Now, you might think the $300 billion of frozen LBO commitments rotting a hole in the erstwhile large pockets of America’s investment banks might have given pause to investors eagerly bidding up stock prices in the wake of the Fed’s surprisingly large rate cut one month ago.

You might also think those buyers chasing stocks at all-time highs would have felt a slight tinge of buyer’s remorse due to the fact that the nation’s largest single engine of growth—the housing market—has frozen and left millions of plain old Americans as hard up for liquidity as the leveraged buyout stars of Henry Kravitz’s self-proclaimed “Golden Era” of Private Equity.

And, of course, you might have thought the frantic efforts of Citibank to find a clever way to liquify the $80 billion in Structure Investment Vehicles rotting a hole in its off-balance sheet balance sheet would have given eager stock-buyers pause prior to Friday.

But in all three cases you’d be wrong.

Those buyers chasing stocks at their very all-time highs were not dissuaded by the recent, discouraging past or even the ugly present.

They were, it seems, looking to the future, as they have learned to do thanks to the lessons learned from years of absorbing the Greenspan Method of Driving the Federal Reserve Bus, which Mr. Bernanke apparently studied quite assiduously.

The Greenspan Method of Driving, as near as I can tell, involved putting the pedal to the metal whenever the risk of a slowdown was somewhere on the general horizon...which, in the case of Greenspan, seemed to have been painted onto his eyeglasses by some clever Fed staffer, so long did he leave his foot on the gas after the economy had gone into overdrive.

But Caterpillar was not the first company to warn that “What Happens in Sub-Prime Is No Longer Staying in Sub-Prime.” (See “What Happens in Sub-prime…Gets to Spain Really Quickly,” from August 6, 2007.)

Earlier in the week, Illinois ToolWorks—which makes everything from arc welders to simple hose clamps—reported seeing “a noticeable slowing in North America” in September.

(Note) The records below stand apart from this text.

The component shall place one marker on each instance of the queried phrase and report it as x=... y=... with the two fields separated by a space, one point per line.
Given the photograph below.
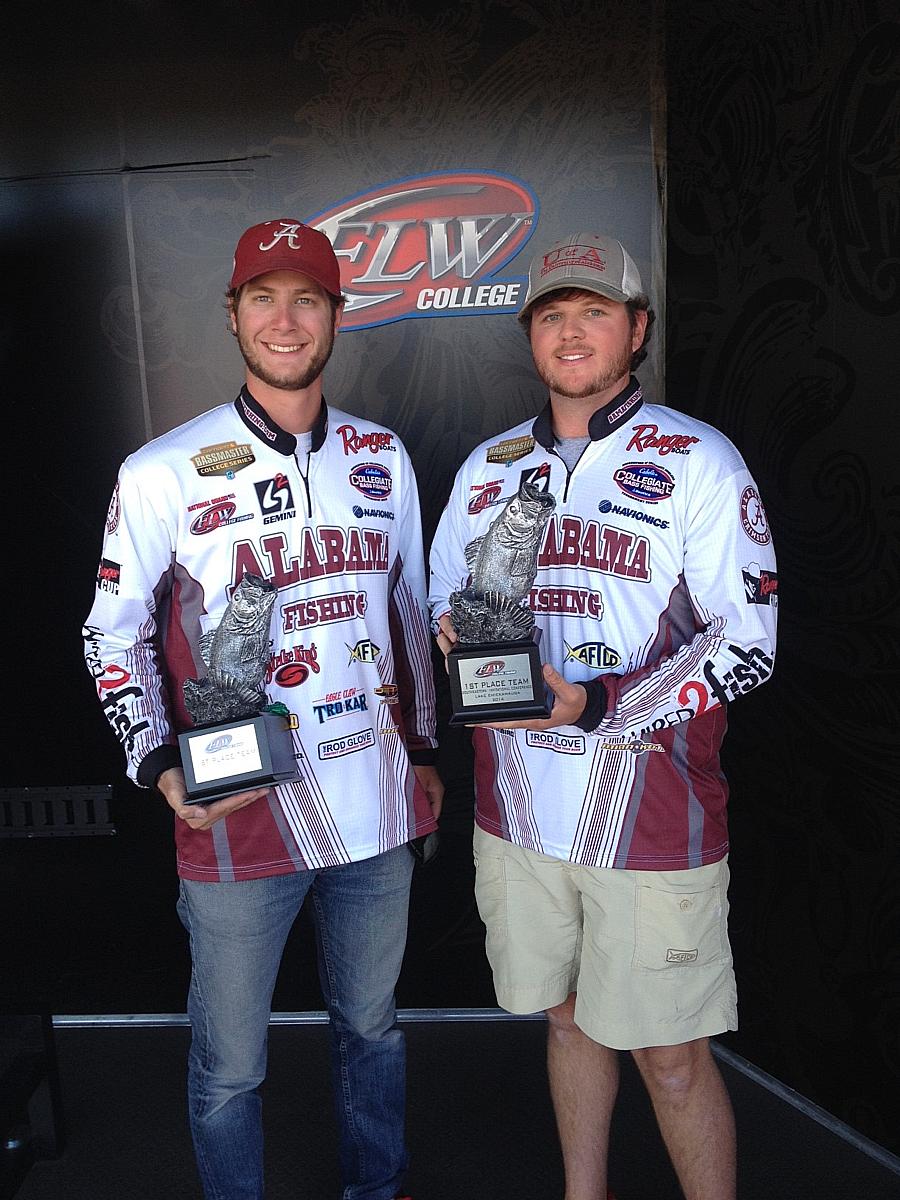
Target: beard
x=606 y=376
x=291 y=378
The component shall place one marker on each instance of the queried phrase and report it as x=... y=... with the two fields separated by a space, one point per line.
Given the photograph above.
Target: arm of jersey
x=409 y=625
x=120 y=645
x=727 y=589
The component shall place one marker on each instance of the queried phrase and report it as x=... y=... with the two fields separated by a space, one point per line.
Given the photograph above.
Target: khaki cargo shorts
x=647 y=952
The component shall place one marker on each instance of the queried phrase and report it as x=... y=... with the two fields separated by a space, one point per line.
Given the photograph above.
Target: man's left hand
x=430 y=780
x=568 y=705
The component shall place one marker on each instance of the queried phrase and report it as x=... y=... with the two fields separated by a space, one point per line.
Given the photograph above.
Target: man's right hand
x=201 y=816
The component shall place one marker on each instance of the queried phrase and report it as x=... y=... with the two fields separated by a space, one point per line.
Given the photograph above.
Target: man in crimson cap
x=323 y=505
x=601 y=840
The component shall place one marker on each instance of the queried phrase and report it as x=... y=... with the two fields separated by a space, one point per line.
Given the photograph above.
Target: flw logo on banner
x=431 y=246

That came on top of a previously reported “slowing” in the general industrial market which ITW discussed three months ago on its second quarter earnings call.

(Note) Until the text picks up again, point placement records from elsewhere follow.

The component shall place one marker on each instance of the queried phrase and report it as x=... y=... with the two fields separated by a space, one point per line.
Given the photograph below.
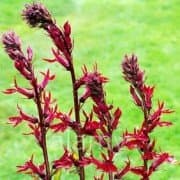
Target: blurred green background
x=103 y=31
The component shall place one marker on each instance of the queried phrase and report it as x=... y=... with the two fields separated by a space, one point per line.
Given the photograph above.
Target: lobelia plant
x=100 y=123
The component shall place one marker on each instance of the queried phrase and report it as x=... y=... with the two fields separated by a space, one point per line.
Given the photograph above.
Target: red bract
x=46 y=79
x=90 y=126
x=66 y=161
x=30 y=168
x=36 y=132
x=106 y=165
x=100 y=123
x=134 y=140
x=58 y=57
x=36 y=15
x=135 y=96
x=65 y=122
x=132 y=72
x=12 y=46
x=148 y=93
x=155 y=118
x=115 y=121
x=93 y=82
x=124 y=171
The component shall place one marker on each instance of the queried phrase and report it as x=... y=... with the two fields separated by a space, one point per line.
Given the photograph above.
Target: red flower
x=65 y=122
x=65 y=161
x=148 y=93
x=46 y=79
x=58 y=57
x=135 y=96
x=123 y=171
x=94 y=85
x=134 y=140
x=36 y=132
x=36 y=15
x=158 y=160
x=115 y=121
x=106 y=165
x=30 y=168
x=12 y=46
x=90 y=126
x=155 y=118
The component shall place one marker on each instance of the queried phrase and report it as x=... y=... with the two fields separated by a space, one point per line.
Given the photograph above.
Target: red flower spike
x=134 y=140
x=90 y=126
x=99 y=177
x=29 y=54
x=30 y=168
x=36 y=15
x=60 y=59
x=155 y=118
x=138 y=170
x=135 y=96
x=117 y=115
x=94 y=85
x=12 y=46
x=65 y=122
x=101 y=139
x=67 y=28
x=106 y=165
x=36 y=132
x=148 y=93
x=132 y=72
x=66 y=161
x=124 y=171
x=47 y=78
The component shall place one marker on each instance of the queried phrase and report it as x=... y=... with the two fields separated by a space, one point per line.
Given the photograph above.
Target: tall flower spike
x=12 y=46
x=36 y=15
x=94 y=85
x=131 y=71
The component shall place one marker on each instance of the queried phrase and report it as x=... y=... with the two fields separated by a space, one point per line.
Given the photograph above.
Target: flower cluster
x=140 y=139
x=102 y=120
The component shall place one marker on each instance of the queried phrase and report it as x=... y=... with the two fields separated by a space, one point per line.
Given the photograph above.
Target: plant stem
x=77 y=118
x=146 y=118
x=43 y=130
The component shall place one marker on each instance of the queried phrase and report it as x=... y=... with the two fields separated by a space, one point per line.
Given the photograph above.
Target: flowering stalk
x=100 y=123
x=36 y=15
x=24 y=65
x=101 y=130
x=142 y=95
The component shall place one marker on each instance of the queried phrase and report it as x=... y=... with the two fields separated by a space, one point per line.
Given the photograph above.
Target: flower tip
x=10 y=39
x=36 y=15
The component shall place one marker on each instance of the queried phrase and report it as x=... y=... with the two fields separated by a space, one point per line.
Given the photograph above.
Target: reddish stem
x=43 y=129
x=77 y=118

Did I mention that was three months ago?

Another fairly important data point—not that anybody was paying attention until Friday—came Wednesday when Manpower, which happens to be the world’s largest employment agency, likewise commented on the U.S. slowdown:

We continue to see positive revenue trends in most places, though in some places like the U.S. we are seeing softness….

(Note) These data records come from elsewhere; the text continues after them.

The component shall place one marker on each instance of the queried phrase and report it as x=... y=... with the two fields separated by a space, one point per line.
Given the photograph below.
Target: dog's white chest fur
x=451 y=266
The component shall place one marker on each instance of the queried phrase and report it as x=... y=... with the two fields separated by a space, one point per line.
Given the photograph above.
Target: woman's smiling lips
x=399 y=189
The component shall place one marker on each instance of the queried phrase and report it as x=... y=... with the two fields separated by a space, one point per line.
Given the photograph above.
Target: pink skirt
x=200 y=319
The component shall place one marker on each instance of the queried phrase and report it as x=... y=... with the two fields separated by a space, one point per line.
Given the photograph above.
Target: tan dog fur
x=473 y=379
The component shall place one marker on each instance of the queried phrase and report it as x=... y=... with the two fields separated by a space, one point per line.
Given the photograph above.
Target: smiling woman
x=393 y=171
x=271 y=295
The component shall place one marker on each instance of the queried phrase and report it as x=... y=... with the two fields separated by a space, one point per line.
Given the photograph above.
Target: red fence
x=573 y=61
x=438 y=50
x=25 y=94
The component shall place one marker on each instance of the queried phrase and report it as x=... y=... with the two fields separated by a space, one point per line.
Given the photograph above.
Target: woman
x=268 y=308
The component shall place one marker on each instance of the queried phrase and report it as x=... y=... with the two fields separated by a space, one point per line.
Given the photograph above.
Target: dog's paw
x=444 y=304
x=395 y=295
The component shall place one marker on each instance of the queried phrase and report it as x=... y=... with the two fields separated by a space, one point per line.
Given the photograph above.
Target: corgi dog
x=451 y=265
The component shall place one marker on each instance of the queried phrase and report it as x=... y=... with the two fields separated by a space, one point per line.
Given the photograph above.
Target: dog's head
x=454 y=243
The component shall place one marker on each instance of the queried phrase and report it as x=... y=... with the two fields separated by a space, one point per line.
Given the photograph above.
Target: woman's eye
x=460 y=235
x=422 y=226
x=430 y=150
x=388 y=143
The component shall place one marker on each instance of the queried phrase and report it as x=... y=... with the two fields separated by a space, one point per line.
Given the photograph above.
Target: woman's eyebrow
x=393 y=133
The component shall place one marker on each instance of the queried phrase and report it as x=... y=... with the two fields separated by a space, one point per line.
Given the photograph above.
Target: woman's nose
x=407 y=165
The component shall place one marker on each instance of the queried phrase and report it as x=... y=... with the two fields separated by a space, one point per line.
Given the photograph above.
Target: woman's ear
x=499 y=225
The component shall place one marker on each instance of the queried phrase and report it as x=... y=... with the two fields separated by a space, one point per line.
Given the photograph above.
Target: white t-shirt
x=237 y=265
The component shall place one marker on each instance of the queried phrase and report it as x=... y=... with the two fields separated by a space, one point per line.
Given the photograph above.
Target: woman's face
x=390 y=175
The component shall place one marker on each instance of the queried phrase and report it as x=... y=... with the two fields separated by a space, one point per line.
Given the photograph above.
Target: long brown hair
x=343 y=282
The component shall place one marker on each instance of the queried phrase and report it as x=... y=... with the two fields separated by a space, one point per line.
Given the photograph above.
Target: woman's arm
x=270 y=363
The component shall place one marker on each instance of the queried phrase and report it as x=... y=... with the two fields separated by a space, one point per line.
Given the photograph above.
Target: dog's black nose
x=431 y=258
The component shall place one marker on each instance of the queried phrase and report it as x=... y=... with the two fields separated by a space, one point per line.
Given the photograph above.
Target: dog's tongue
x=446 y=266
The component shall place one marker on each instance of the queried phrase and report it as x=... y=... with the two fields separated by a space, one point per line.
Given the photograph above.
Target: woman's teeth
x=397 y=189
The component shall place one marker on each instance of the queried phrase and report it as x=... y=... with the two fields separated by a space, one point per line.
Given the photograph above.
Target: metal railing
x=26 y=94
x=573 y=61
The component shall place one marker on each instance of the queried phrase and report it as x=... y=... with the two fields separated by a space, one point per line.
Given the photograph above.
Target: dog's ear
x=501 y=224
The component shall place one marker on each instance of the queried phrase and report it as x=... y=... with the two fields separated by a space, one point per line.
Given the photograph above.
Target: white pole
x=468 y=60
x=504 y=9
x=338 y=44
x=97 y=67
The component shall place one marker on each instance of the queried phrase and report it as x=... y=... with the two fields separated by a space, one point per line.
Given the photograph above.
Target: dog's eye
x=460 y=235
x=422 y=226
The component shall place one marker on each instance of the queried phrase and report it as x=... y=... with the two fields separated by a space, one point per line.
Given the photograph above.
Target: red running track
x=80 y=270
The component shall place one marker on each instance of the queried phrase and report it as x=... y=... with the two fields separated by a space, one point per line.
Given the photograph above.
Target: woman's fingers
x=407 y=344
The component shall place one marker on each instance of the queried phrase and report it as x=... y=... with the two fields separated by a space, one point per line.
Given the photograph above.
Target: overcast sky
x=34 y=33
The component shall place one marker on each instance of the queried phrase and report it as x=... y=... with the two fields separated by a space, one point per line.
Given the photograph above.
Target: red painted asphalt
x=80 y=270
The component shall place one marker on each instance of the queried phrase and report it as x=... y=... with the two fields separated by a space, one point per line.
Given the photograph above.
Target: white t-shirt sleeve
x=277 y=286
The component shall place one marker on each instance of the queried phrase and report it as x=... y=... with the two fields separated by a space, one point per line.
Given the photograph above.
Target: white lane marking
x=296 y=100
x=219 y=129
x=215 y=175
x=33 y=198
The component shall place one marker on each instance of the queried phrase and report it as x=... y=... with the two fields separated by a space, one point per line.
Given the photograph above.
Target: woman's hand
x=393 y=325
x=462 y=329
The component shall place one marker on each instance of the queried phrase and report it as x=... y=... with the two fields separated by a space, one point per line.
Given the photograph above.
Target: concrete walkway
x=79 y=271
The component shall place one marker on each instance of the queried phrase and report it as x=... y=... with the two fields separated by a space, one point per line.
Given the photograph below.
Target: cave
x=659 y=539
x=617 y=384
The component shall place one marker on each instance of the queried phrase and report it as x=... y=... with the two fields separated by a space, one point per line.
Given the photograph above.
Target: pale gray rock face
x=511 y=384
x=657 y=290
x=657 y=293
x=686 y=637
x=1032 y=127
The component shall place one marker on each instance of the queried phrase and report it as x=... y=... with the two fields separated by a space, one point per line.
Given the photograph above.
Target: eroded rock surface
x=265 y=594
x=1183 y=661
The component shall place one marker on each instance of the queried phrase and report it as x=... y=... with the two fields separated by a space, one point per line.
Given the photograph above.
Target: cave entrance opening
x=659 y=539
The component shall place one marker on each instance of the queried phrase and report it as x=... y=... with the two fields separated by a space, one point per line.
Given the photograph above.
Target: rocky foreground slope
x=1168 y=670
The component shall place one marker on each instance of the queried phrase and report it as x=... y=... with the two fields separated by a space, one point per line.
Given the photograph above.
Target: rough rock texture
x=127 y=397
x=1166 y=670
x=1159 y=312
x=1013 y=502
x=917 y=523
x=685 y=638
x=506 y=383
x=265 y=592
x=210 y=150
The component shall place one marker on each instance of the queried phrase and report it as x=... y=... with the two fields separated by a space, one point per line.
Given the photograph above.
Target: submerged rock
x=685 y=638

If you look closely at the quarter we didn't see any dramatic deterioration during the quarter. We also really didn't get a lot of encouragement. I guess I could put that as good news, because we are not seeing it really slide any more. We had a first few weeks that we started out in the quarter were slow as we anticipated, but we didn't see that typical seasonal pick-up that we would be getting in September and October. Our clients aren't desperate, but there is a high level of cautiousness…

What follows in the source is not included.